Unlike sampling, frequency estimation provides strong guarantees for every individual item, making it invaluable in network traffic monitoring and natural language processing for detecting heavy hitters. The framework coexists with earlier sampling: sampling is simpler for aggregate statistics, while frequency estimation gives per-element fidelity.
Simultaneously in 1996, a different framework—sketch-based approximation—appeared, targeting aggregate queries rather than per-item frequencies. The core idea is to represent the stream as a high-dimensional vector (each dimension counts one item) and then apply a random linear projection to a much lower-dimensional space. The Johnson–Lindenstrauss lemma guarantees that pairwise Euclidean distances are approximately preserved with high probability, enabling norm and inner product estimation.

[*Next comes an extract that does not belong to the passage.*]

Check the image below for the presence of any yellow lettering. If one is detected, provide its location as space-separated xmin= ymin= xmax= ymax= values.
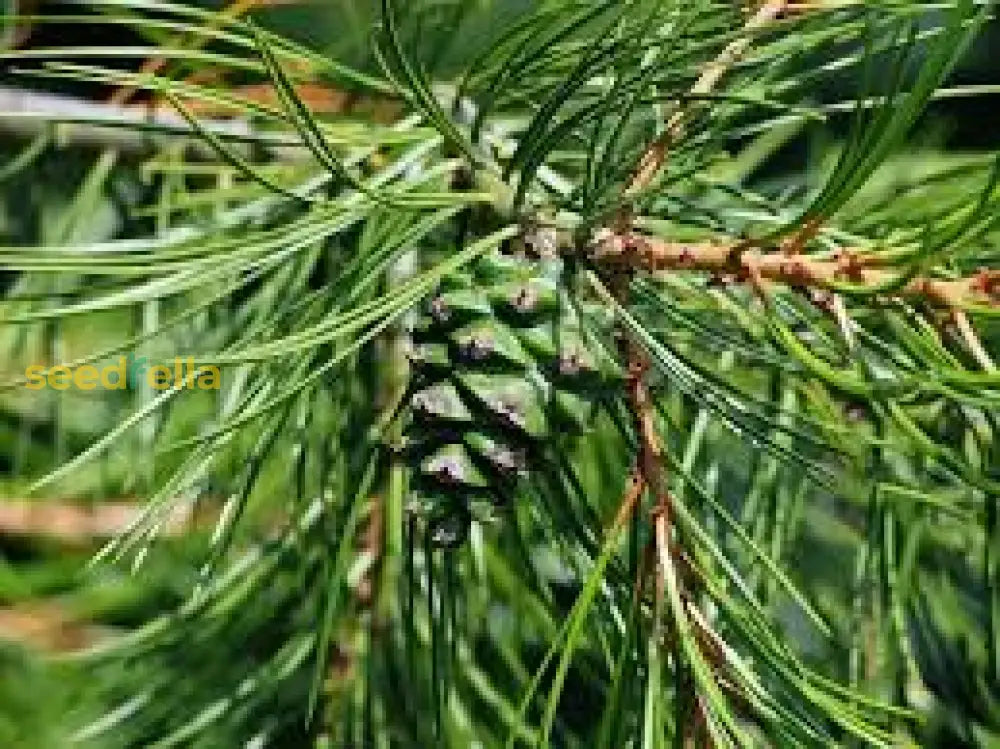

The AMS sketch (Alon–Matias–Szegedy) for $L_2$ norm uses random sign vectors and tracks the inner product of the frequency vector with random vectors, yielding an $(\varepsilon,\delta)$-approximation. Similarly, Count Sketch (also 1996) uses random signs and hashing for heavy hitters. The key advantage of linear sketches is composability: sketches from distributed streams can be added linearly, merging seamlessly. This framework unifies many previously separate problems (distinct elements, moments, entropy) under a common algebraic lens.
Sketch-based approximation and frequency estimation both use hash functions but differ in queries: frequency estimation answers point queries; sketch-based approximation answers aggregate queries like norms and inner products. The two frameworks coexist and sometimes overlap—for instance, Count Sketch can serve both purposes.
Graph streaming algorithms extend streaming methods to combinatorial structures. The input is a stream of edges, and memory is constrained to $O(n\,\text{polylog}\,n)$ (the semi-streaming model) to allow storing information about vertices but not all edges. A representative problem is connectivity: maintain a spanning forest using random sampling of edges. The classic approach processes each edge; if it connects two different connected components, add it to the forest; otherwise discard. This uses $O(n\log n)$ space and exactly tracks connectivity after one pass. For approximate matching, algorithms use sketches to estimate degrees and sample edges greedily.
Graph streaming borrows heavily from earlier frameworks: sampling for sparsification and linear sketches for cut estimation and spectral properties. However, it introduces new constraints—the combinatorial structure of graphs means that simple vector representations lose edge relationships. Lower bounds show that many graph problems (e.g., maximum matching, minimum cut) require multiple passes or distortion. This framework remains highly active, with ongoing work on dynamic graph streams and trade-offs between passes and space.
All four frameworks remain active today. Streaming sampling is a go-to for simple applications. Frequency estimation dominates in high-speed network hardware where point queries matter. Sketch-based approximation provides the sharpest theoretical tools for norms, moments, and distributed streams. Graph streaming is a burgeoning area with open problems in both algorithms and lower bounds. There is broad agreement that sublinear space forces approximation and that randomization is essential for most problems. Disagreements arise over whether deterministic sketches can match randomized ones, how to best model multiple passes, and whether graph streaming should prioritize worst-case or average-case analysis. The field continues to draw from online algorithms (irrevocable decisions) and approximation algorithms (error guarantees), but its defining commitment—sublinear memory—makes it a distinct and vital part of algorithm design.